The proof follows from Theorem 1 and the Example 2 on [6]. □

Theorem 6

In general, the ultraproduct of a sequence of irreducible representations of σ-finite von Neumann algebras with faithful normal states is not irreducible.

Proof

The proof follows from the Theorem 4 and the following example. □

Example 1

Let \({\Omega }_{n} = \mathbb {R}^{n}\), μn be Gaussian measure \(\mathcal {N}(0, I_{n})\), Gn be the group of shifts on the elements of \(\mathbb {R}^{n}\), \(n \in \mathbb {N}\). It is known, (see [8]), that the ultraproduct \(\mu _{{\mathcal{U}}}\) is quasi-invariant with respect to action on the group \(G = \{x=(x_{n})_{{\mathcal{U}}} : \sup _{n} \| x_{n} \|_{\ell _{2} } < \infty \}\).
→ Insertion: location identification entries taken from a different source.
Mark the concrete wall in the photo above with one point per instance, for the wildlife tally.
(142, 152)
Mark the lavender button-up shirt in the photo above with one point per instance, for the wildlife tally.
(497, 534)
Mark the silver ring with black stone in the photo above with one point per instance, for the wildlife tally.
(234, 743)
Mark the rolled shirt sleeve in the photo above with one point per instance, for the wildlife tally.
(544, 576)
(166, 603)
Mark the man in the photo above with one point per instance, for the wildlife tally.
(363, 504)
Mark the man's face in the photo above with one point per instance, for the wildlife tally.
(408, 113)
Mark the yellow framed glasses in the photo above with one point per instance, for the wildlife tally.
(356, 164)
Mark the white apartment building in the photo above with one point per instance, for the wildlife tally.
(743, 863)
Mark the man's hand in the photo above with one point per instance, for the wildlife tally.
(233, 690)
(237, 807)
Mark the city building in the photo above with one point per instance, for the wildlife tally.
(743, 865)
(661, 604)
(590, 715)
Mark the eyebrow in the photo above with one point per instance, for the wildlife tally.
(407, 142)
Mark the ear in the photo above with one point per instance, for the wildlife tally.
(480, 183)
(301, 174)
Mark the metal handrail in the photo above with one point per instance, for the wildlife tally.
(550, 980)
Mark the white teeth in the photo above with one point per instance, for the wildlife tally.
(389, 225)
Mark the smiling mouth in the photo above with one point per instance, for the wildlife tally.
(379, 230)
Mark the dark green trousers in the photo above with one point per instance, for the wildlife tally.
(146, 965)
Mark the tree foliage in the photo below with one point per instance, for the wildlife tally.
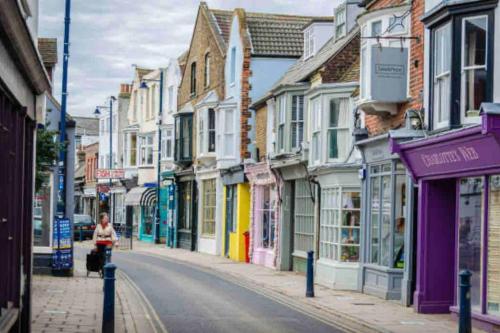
(47, 152)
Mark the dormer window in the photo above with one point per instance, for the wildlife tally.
(193, 78)
(340, 22)
(308, 43)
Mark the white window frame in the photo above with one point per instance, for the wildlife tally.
(340, 22)
(439, 78)
(232, 70)
(316, 108)
(298, 123)
(228, 137)
(464, 69)
(146, 149)
(167, 138)
(342, 128)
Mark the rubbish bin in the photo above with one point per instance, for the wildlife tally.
(246, 234)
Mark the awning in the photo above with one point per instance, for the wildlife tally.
(149, 197)
(133, 197)
(141, 196)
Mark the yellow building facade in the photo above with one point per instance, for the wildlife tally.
(236, 220)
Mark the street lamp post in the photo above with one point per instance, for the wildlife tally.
(97, 112)
(158, 171)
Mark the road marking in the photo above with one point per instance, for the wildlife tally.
(145, 304)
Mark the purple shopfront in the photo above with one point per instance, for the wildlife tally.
(458, 174)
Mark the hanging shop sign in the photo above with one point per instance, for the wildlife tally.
(110, 173)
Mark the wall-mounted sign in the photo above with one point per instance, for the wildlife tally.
(389, 74)
(110, 173)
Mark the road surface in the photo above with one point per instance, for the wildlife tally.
(187, 299)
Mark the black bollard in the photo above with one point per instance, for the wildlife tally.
(465, 325)
(108, 310)
(310, 274)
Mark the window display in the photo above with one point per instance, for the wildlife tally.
(339, 224)
(387, 214)
(493, 251)
(469, 233)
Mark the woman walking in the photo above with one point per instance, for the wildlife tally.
(104, 237)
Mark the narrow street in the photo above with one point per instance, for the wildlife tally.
(187, 299)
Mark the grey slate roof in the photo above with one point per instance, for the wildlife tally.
(278, 35)
(303, 68)
(86, 126)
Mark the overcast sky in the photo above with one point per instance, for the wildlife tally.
(108, 36)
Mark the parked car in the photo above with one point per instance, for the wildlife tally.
(85, 223)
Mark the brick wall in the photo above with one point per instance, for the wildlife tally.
(342, 62)
(203, 41)
(261, 131)
(378, 124)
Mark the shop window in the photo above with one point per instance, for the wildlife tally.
(268, 217)
(297, 124)
(340, 224)
(469, 39)
(281, 122)
(493, 250)
(209, 204)
(185, 205)
(470, 233)
(231, 204)
(148, 215)
(387, 215)
(303, 217)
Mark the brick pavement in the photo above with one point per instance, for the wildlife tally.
(74, 304)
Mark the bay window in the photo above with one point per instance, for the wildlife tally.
(209, 206)
(297, 123)
(340, 224)
(387, 214)
(316, 129)
(146, 150)
(469, 39)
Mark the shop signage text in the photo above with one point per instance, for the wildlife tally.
(460, 154)
(110, 173)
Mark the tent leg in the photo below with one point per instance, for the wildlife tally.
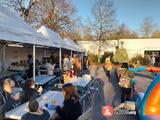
(4, 58)
(34, 64)
(60, 58)
(71, 53)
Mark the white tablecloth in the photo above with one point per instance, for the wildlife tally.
(43, 79)
(47, 97)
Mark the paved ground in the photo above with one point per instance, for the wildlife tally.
(109, 93)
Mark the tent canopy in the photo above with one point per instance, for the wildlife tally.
(50, 35)
(15, 29)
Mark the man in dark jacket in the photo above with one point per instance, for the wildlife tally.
(35, 113)
(7, 101)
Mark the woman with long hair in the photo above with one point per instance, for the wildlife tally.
(72, 108)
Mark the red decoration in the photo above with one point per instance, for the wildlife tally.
(107, 111)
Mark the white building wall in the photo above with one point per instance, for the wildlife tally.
(133, 46)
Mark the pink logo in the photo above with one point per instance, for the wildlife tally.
(107, 111)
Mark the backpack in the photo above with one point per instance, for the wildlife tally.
(125, 81)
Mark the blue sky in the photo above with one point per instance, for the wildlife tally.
(130, 12)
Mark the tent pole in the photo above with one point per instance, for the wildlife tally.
(71, 53)
(4, 58)
(60, 58)
(82, 59)
(34, 64)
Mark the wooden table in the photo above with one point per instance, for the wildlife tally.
(47, 97)
(43, 79)
(80, 82)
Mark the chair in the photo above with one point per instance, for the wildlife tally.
(87, 115)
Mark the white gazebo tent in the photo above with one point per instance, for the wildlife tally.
(14, 30)
(54, 37)
(76, 47)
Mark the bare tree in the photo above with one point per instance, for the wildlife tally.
(104, 18)
(148, 27)
(58, 15)
(123, 32)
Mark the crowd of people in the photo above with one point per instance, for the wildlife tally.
(71, 110)
(125, 78)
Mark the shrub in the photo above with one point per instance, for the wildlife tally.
(143, 60)
(121, 55)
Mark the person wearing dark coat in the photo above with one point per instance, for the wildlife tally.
(7, 100)
(35, 112)
(72, 108)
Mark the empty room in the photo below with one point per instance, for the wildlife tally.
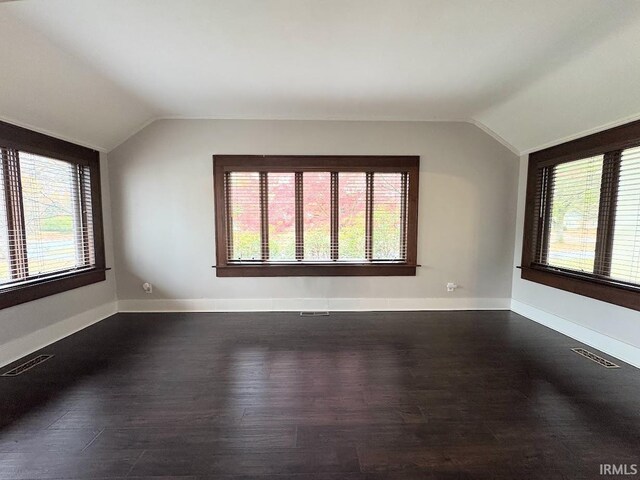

Put \(\mathcal {A}_{n} = L^{\infty }({\Omega }_{n}, \mu _{n})\), \(\varphi _{n} (f_{n}) = {\int \limits } f_{n} (x) d \mu _{n}\). It is clear that the state φn on the algebra \(\mathcal {A}_{n}\) is normal and faithful. We will consider the action τn of the group Gn on the algebra \(\mathcal {A}_{n}\) as above. It is obvious that the action τn is non-singular and free with respect to the state φn.
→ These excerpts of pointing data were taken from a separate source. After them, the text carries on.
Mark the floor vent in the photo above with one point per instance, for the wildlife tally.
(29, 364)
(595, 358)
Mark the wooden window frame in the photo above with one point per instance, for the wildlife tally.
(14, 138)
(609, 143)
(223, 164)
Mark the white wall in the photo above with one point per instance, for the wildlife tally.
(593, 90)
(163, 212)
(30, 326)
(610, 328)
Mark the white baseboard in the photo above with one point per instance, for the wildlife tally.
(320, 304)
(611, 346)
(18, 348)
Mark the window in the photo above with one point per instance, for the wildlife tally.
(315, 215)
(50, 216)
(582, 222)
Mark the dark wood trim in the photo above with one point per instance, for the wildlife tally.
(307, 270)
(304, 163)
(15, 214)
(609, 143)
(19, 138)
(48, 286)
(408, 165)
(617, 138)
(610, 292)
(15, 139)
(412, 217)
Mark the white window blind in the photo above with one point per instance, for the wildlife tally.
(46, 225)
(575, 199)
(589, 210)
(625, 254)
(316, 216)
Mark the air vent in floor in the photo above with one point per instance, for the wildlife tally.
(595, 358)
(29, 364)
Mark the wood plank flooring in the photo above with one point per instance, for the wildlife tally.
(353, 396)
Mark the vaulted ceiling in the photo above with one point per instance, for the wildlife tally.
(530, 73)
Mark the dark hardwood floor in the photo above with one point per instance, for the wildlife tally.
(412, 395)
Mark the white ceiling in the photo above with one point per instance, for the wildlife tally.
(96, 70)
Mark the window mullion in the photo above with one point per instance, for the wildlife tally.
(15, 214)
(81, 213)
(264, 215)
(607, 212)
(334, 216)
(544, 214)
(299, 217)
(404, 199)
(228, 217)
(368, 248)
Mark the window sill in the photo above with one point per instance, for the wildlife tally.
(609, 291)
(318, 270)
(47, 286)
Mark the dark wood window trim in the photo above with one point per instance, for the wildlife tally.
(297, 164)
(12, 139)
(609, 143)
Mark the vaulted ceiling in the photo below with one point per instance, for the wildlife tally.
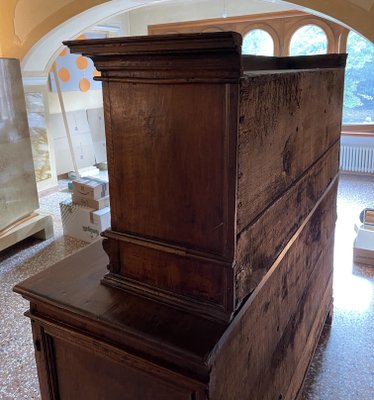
(23, 22)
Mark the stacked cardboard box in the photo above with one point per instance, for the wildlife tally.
(88, 213)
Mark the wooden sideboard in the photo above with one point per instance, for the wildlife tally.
(223, 187)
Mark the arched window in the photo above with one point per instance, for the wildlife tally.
(307, 40)
(258, 42)
(359, 81)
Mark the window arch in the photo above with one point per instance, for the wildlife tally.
(358, 105)
(258, 42)
(307, 40)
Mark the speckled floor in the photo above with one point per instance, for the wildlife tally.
(343, 366)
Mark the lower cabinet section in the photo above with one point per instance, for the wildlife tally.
(72, 366)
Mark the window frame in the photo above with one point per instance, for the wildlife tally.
(281, 26)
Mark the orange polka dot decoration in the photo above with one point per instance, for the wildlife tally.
(64, 74)
(84, 85)
(82, 62)
(75, 72)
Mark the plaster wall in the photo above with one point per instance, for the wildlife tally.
(190, 10)
(23, 23)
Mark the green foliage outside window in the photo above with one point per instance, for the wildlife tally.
(308, 40)
(359, 81)
(258, 42)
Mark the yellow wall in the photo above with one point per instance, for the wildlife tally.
(24, 22)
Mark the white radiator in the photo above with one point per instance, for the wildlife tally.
(357, 159)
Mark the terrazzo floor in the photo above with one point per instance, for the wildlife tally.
(343, 365)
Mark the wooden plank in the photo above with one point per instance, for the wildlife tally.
(259, 352)
(276, 150)
(320, 321)
(279, 222)
(40, 226)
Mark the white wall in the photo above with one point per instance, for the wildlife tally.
(189, 10)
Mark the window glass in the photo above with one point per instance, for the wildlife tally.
(258, 42)
(308, 40)
(359, 81)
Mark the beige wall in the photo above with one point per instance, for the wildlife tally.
(24, 22)
(202, 9)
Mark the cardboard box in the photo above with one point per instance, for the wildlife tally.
(91, 203)
(92, 188)
(83, 223)
(363, 249)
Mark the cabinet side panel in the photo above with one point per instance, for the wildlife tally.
(258, 356)
(169, 179)
(286, 122)
(279, 222)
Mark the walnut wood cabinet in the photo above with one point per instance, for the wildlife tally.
(223, 182)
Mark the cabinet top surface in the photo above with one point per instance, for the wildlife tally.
(73, 287)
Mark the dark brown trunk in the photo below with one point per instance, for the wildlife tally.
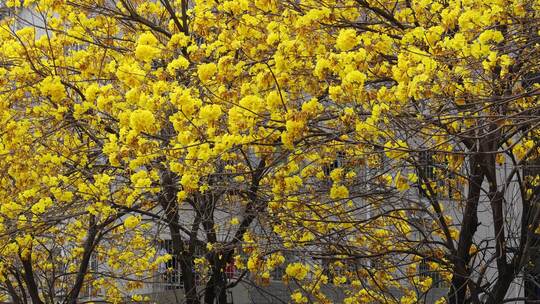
(461, 271)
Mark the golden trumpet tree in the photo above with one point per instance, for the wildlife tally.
(363, 137)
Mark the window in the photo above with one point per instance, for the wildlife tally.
(169, 271)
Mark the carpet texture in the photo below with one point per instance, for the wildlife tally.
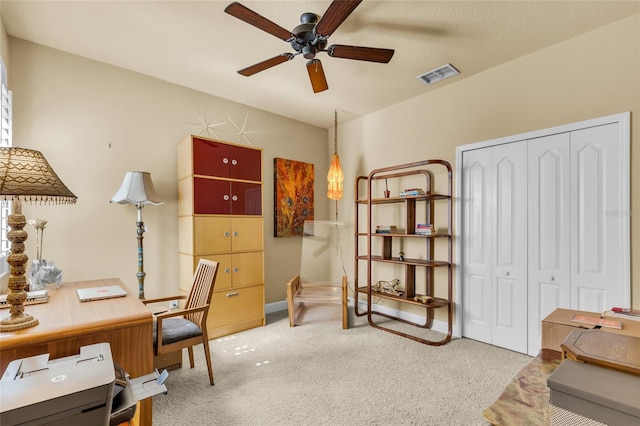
(319, 374)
Now we will show that the measure \(\mu _{{\mathcal{U}}}\) isn’t ergodic with respect to action \(\tau _{{\mathcal{U}}}\) of the group G. It is shown, [8], that for any element xG we have \(\mu _{{\mathcal{U}}} (B {\Delta } (B - x )) = 0\), where \(B = (B_{n} )_{{\mathcal{U}}}\), Bn is the ball on the Ωn of the radius \(\sqrt {n}\) and with the center at zero, AΔB is the symmetric difference of sets A and B. It is clear that measure \(\mu _{{\mathcal{U}}}(B) = 1/2\). Therefore the \(\mu _{{\mathcal{U}}}\) is not ergodic.

Further, we will put p = IB. Then τx(p) = p for all xG, at the same time we have \(\varphi _{{\mathcal{U}}} (p) \neq 0\) and \(\varphi _{{\mathcal{U}}} (p) \neq 1\). Therefore the state \(\varphi _{{\mathcal{U}}}\) is not ergodic. Follows from Theorem 4 that the representation associated with the state \(\varphi _{{\mathcal{U}}}\) is not irreducible.